Puis elle avait connu une désillusion de plus aux Championnats d'Europe mi-mai à Budapest: venue avec l'ambition assumée de conserver l'or européen conquis en 2018 sur la distance, elle s'était finalement classée quatrième (1:56.55).
- "Tellement de stress" -
"C'est difficile à encaisser, avouait-elle alors. Mentalement, c'est dur de ne pas être récompensée de tout ce que j'investis depuis des années dans l'entraînement."
"Clairement, avec toutes les occasions que j'ai eues, la déception de ne pas monter sur le podium (à Budapest), repartir à chaque fois au boulot, la tête dans le guidon, à un moment ça coince", reconnaît-elle jeudi soir.

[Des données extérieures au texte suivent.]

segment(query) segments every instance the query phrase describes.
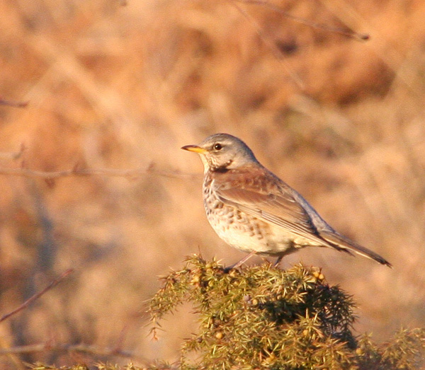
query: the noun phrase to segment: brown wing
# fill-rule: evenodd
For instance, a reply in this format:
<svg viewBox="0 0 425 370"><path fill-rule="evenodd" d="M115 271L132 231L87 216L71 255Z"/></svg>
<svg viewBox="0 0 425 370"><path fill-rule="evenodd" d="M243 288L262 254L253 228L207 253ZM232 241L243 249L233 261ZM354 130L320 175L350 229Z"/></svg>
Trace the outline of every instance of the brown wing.
<svg viewBox="0 0 425 370"><path fill-rule="evenodd" d="M293 195L295 190L266 170L217 174L227 178L217 182L220 186L215 186L217 196L225 204L280 226L314 245L334 246L319 236L307 212Z"/></svg>
<svg viewBox="0 0 425 370"><path fill-rule="evenodd" d="M258 219L279 226L313 245L355 252L391 267L380 255L335 231L295 190L264 168L229 171L215 190L220 200Z"/></svg>

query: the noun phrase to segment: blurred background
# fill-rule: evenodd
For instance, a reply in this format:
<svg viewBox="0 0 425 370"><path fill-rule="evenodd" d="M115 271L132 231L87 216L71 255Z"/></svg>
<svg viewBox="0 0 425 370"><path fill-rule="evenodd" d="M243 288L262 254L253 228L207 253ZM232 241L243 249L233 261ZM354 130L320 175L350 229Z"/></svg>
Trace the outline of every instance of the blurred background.
<svg viewBox="0 0 425 370"><path fill-rule="evenodd" d="M208 225L200 161L180 149L219 132L394 265L311 248L282 268L322 267L354 296L359 334L423 326L424 13L421 0L0 1L0 97L28 102L0 106L0 315L74 269L0 323L1 367L178 359L196 316L183 306L152 340L158 277L192 253L244 255ZM97 349L60 350L81 343Z"/></svg>

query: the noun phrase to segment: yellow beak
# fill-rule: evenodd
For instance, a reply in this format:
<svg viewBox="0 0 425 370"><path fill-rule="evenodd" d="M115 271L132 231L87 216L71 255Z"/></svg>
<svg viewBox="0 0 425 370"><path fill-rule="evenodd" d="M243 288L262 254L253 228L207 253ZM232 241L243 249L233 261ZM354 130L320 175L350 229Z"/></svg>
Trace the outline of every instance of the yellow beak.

De son 200 m chartrain, "j'avais l'impression de jouer une finale dans un grand championnat tellement j'avais de stress", raconte-t-elle.

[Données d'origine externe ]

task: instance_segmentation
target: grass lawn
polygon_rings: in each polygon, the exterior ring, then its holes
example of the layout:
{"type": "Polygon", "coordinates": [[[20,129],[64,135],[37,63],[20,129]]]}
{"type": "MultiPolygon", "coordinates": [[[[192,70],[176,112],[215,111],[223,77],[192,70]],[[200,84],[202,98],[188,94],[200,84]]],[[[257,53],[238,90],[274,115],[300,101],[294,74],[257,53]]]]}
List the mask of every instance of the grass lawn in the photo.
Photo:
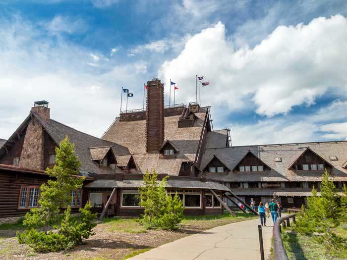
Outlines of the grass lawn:
{"type": "MultiPolygon", "coordinates": [[[[347,224],[336,229],[336,233],[347,238],[347,224]]],[[[283,243],[289,260],[346,260],[347,254],[326,252],[324,246],[317,243],[314,236],[297,233],[288,229],[282,235],[283,243]]]]}
{"type": "MultiPolygon", "coordinates": [[[[28,247],[19,245],[15,237],[2,236],[5,238],[0,239],[0,259],[126,259],[161,245],[216,226],[257,217],[252,214],[236,213],[236,217],[229,213],[218,215],[185,216],[179,229],[175,231],[146,230],[137,218],[106,218],[94,228],[96,234],[86,240],[85,244],[70,250],[57,253],[33,252],[28,247]]],[[[20,228],[18,225],[13,224],[13,228],[20,228]]],[[[1,232],[4,234],[14,230],[10,226],[4,226],[6,229],[0,229],[0,236],[1,232]]]]}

"Il y avait tellement d'enjeu que je n'ai pas pu mettre en place tout ce qu'on a travaillé comme je voulais, je ne fais pas une super course et je m'arrache à la fin pour faire ce p... de chrono, poursuit-elle. J'ai dû perdre plusieurs kilos de boulet que je traînais…".
"Je fais 1 min 56 sec, il y a des centaines de filles qui l'ont fait cette année, ça reste un temps loin des meilleures, loin de mes attentes, mais je vais m'en contenter aujourd'hui. Je me dis que je suis qualifiée pour mes troisièmes Jeux et tout le monde ne peut pas dire ça", retient Bonnet.

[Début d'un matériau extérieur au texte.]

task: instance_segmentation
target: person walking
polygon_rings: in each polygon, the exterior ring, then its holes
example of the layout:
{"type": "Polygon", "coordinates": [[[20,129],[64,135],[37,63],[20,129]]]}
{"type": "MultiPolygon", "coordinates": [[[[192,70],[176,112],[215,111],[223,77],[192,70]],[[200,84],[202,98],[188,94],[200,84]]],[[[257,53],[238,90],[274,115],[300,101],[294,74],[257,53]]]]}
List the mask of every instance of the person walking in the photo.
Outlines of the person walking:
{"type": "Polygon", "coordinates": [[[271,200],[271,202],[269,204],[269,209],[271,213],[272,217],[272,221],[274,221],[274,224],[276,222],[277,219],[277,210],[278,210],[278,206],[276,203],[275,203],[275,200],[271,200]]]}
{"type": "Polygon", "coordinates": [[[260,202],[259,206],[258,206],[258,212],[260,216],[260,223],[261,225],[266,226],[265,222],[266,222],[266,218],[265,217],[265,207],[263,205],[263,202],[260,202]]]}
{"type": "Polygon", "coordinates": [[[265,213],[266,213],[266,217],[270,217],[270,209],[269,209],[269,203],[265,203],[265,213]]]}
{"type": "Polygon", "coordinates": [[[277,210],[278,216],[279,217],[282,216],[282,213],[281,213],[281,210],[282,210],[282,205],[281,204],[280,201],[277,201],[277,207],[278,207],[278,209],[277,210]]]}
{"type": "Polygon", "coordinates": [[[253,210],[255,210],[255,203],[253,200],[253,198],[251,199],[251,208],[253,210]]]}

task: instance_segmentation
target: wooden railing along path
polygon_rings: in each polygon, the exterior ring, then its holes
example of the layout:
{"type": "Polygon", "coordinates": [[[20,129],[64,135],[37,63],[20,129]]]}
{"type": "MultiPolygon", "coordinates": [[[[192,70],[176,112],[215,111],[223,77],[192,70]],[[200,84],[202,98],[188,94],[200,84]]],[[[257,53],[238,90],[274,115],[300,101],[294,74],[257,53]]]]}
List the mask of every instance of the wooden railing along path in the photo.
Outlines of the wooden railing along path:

Pothain, lui, revient d'encore plus loin. Finaliste olympique sur 400 m en 2016, mais en sérieuse difficulté depuis, et pas qualifié pour les Mondiaux-2017 ni 2019, le Grenoblois de 27 ans a retrouvé sa forme et ses sensations juste à temps.
- "Tellement dingue" -
Vainqueur du 200 m en 1 min 46 sec 93, pour 1 min 47 sec 02 demandées, il s'est offert la première place qualificative, devant Jonathan Atsu (1:46.97), qui a obtenu le deuxième sésame en jeu.
Pothain n'avait plus nagé aussi vite un 200 m individuel depuis les précédentes sélections olympiques en mars 2016 (1:46.81). Mais il avait donné un indice de son renouveau au départ du 4x200 m mi-mai à Budapest en lançant le relais français en 1 min 46 sec 91.
"Je l'ai fait, c'est dingue ! Je savoure d'autant plus après tout ce qu'il s'est passé depuis Rio. C'est une belle récompense", sourit-il la voix tremblante d'émotion.
Et dire qu'il plafonnait encore en 1 min 51 sec 02 fin mars à Marseille, où on l'avait vu tête basse et comme désemparé en tribunes.
"Pendant toutes ces années, je n'ai pas lâché, je me suis battu. J'ai douté vraiment fort à certains moments, plusieurs fois j'ai pensé à arrêter parce que j'allais droit dans le mur et que je ne trouvais pas de solutions. Finalement à force d'abnégation, ça paie", retrace le Grenoblois, qui a rejoint Fabrice Pellerin à Nice au cours de l'olympiade.
"C'est un sentiment assez particulier parce que ça a été vraiment horrible, et là, c'est tellement dingue que ça effacerait limite tout ce qui s'est passé", résume Pothain.
A mi-compétition, douze nageurs français ont empoché un billet en individuel pour Tokyo.